After a while, it just became normal. We would laugh it off when it would happen. It almost became normal for me to just begin conversations with, “I’m Gary” or “Nope, I’m the younger one” just to save people the embarrassment. But it didn’t always happen. There were others like Matt Jenkins and Jason Bottoms who knew both of us and could tell us apart. I’m not sure if they looked at me and thought about my brother but recognized the differences enough to realize that I wasn’t him which meant that I had to be me instead but when I ran into those people around town they always called me by the right name at least.

But even now that we are both much older we continue to experience similar mix ups.

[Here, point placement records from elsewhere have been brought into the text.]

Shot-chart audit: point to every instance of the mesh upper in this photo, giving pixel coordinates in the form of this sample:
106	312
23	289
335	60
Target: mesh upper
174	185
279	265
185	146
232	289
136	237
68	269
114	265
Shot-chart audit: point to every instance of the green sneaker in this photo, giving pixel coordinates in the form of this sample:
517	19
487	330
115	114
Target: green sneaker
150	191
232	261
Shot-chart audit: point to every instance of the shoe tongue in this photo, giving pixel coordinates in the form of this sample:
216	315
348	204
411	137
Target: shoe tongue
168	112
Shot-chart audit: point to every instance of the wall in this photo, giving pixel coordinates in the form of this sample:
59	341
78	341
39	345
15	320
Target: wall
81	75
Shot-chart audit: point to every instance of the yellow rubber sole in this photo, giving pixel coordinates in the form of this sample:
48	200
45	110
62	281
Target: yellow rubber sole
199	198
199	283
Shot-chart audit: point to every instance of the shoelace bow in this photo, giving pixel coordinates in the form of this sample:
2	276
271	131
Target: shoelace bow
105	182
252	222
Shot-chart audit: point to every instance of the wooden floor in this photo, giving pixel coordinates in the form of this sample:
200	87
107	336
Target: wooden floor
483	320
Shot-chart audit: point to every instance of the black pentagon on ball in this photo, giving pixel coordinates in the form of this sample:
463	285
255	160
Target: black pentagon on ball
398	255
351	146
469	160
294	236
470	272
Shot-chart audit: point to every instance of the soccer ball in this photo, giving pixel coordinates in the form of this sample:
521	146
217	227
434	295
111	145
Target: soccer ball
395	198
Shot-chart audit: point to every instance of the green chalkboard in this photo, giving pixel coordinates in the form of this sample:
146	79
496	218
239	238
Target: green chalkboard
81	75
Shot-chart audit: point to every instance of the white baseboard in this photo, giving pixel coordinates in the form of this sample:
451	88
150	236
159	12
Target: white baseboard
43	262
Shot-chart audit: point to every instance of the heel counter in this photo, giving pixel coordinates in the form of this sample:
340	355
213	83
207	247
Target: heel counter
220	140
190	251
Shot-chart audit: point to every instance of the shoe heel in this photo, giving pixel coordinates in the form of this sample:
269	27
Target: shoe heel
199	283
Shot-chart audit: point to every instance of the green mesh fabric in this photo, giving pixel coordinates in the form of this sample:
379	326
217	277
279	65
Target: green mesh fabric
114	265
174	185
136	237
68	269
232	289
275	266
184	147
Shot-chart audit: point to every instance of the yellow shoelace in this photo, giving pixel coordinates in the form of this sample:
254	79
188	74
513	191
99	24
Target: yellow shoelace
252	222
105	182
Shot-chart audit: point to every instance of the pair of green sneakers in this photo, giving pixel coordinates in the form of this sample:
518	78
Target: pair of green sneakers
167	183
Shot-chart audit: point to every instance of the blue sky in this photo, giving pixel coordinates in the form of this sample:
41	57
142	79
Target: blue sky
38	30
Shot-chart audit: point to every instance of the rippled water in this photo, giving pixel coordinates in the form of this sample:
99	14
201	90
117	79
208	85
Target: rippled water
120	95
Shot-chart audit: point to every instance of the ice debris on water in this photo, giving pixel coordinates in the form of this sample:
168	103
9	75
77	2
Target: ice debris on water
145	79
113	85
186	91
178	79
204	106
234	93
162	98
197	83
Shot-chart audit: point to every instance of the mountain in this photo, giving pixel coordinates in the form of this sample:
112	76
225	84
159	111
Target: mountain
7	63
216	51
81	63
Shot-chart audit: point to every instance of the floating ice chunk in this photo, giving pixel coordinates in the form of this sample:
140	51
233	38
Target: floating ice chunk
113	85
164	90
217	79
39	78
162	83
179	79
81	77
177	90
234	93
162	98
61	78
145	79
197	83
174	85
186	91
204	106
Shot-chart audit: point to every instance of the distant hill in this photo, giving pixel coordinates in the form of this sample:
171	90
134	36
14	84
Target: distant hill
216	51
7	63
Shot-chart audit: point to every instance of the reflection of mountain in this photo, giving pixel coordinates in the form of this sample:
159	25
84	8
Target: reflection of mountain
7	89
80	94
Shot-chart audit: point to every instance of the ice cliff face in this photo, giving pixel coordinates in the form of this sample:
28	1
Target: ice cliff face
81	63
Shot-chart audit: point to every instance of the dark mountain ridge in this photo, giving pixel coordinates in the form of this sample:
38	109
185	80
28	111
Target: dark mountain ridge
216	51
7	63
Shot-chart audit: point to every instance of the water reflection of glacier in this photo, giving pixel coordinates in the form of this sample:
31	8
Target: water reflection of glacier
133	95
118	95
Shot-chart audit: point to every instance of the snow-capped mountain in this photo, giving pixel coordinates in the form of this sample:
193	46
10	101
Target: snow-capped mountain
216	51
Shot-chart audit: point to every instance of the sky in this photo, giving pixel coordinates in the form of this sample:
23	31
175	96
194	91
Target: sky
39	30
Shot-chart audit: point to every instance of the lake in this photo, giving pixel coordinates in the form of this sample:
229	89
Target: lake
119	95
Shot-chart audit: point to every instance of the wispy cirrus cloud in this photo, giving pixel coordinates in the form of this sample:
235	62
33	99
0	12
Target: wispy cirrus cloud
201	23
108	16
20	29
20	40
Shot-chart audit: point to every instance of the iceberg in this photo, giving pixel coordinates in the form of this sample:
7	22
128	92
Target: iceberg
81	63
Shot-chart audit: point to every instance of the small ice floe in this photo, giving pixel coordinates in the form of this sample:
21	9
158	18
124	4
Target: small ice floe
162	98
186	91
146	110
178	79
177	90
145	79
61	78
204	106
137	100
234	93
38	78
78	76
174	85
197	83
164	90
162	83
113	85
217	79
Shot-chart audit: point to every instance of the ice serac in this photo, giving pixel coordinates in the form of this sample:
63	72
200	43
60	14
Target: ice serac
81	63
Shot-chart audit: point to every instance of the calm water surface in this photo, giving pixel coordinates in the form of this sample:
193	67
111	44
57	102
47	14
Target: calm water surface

My brother works for the post office and is always out in the community while I stay comfortably sitting in my office at my keyboard. His job means that he is always out meeting new people and interacting with the public but usually in a uniform with a hat and glasses on. He talked about running into people he interacts with through his job in random places who he recognizes but they can’t place him until he says something along the lines of, “I’m your mailman.”

This causes me some issues because on the occasions that I do leave my house, people see me and for whatever reason mistake me for him. Most recently, I attended a funeral for someone and as I paid my respects to the deceased, I thanked the preacher for his kind words and reached out to shake his hand. He grasped my hand and shook it while we exchanged glances. I was ready to walk away but he kept staring at me with a perplexed look on his fact. It took me a minute but I recognized that look.

I looked at him and smiled, waiting for the inevitable. After several seconds he finally asked, “are you Toby?” All I could do was chuckle at the oh so common question. “Nope, I’m Gary, the younger one,” was my reply. As usual, the conversation abruptly ended at the realization that I was not who they thought I was. He released the grip on my hand and I was free to carry on. I don’t know who he was other than the preacher presiding over the funeral nor do I know how he knows my brother. I’ve learned not to ask and just to move on as some of the conversations turn awkward when they realize they’ve made a mistake. Perhaps they think I’ll be upset by their error, I don’t know. Whatever it is, it has become something of a running joke among our family.

Oddly, our wives often have the same problem. No, they aren’t mistaken for me but they are often mistaken for each other. At least in their case, they are both short blondes with many similar characteristics when not viewed face on. Even their names share some similarities. 

But what does this mean for my writing? Well, to say these cases of mistaken identity hasn’t influenced some of my storylines would be a lie. I won’t go into any spoilers here that might ruin any current or future books but for those sharpe-eyed readers, I’m sure you will find places where those experiences from my real life have invaded my writing. So no, I do not have a twin but I often get mistaken for my older brother, even now in my 40s. 

It was never my intent for these influences to be in my writing but looking back at many of my stories, I can see where those interactions have made appearances in some form. Even if you choose to follow the mantra or “write what you know” or not, sometimes it is difficult, if not impossible, to have your own experiences and beliefs invade your writing. Some might be deliberate but then maybe there will be cases like this one where the similarities are only realized after the story is written.